Despite the lack of possession it was Wanderers who had the best chance of the game, as Pedro Neto's chip hit the top of the crossbar.
The draw leaves Wolves winless in seven league games, while Chelsea have won just two of their last nine.
Wolves revert to type to produce superb defensive display
After uncharacteristically shipping eight goals in their last three Premier League games, Nuno Espirito Santo shifted his set up from the experimental back four to the tried and trusted 3-4-3.
The Portuguese's intentions were clear from the moment the Wolves lineup was announced. As well as the change in defensive shape, Nuno opted to leave out all three of his available recognised strikers and started with a fluid front three of Adama Traore, Daniel Podence and Pedro Neto.
While the attacking plan didn't come to fruition, the defensive setup certainly did. Chelsea could only muster four shots on target despite having 79% of the ball as Willy Boly, Max Kilman and Conor Coady made block after block to halt the Blues' forward progress.
With Wanderers looking much more comfortable in a three rather than a four, it wouldn't be surprising if Nuno shelves his 4-2-3-1 formation until his squad have had a full pre-season behind them.
Semedo impresses defensively on both flanks
While all of Wolves' back six impressed, it was their record signing who stood out in challenging circumstances.
It's taken Nelson Semedo a long time to settle at Molineux, but the former Barcelona man looked to be another beneficiary of the tactical switch.
After impressing on the right-hand side during the first 45, Semedo's role was switched as Ki-Jana Hoever was introduced at half-time, meaning the Portuguese spent the second period at left-wing back, a role which he hadn't played before.

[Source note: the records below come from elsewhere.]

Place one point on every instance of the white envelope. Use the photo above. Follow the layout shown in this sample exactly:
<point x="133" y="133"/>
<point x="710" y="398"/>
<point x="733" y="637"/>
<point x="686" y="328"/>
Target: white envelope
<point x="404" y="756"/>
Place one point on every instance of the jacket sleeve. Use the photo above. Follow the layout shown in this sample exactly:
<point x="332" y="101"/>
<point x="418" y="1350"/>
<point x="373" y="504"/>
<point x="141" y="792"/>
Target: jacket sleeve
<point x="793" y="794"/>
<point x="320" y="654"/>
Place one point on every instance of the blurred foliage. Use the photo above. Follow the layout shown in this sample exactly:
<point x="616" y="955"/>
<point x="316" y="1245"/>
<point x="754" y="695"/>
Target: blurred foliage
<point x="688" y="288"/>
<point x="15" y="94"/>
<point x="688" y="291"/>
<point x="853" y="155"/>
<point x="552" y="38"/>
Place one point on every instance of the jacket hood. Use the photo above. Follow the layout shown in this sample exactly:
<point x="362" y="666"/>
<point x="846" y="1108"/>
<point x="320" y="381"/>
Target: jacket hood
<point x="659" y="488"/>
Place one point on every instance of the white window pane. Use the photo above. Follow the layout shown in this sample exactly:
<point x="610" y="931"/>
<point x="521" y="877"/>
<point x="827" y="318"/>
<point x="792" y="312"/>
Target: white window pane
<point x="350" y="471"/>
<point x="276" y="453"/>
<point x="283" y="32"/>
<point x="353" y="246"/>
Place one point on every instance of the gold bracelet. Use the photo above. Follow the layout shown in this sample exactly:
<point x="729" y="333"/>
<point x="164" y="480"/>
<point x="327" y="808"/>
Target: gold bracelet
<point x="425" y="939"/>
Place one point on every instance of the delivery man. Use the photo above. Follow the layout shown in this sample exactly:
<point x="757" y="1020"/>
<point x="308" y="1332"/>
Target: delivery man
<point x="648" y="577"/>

Nevertheless, Semedo dealt with Christian Pulisic and Hakim Ziyech successfully, and enjoyed probably his finest 90 minutes in a Wolves shirt.
With Rayan Ait-Nouri's injury seemingly leaving Wolves without a recognised left-wing back ahead of Saturday's trip to Selhurst Park, Semedo could find himself in the unfamiliar role again.
Are Wolves now stuck with a safety-first approach?
While most Wolves fans will be happy with the point and a clean sheet, there will be some concern about Nuno's extreme negativity that appears to have become a trademark of their play.
After producing just one shot on target against National League North side Chorley on Friday night, Wanderers went one better at Stamford Bridge as they failed to test Edouard Mendy once. This means that Vitinha's stunning strike at Victory Park is Wolves' only shot on target in their last 225 minutes of football.
Obviously fans are more understanding of a defensive game plan when playing Chelsea rather than Chorley, but Wolves' lack of attacking output in both games will worry both Nuno and fans alike.
Should Wolves struggle to create against a Crystal Palace side they've comfortable beaten twice this season, the warning signs will start to appear.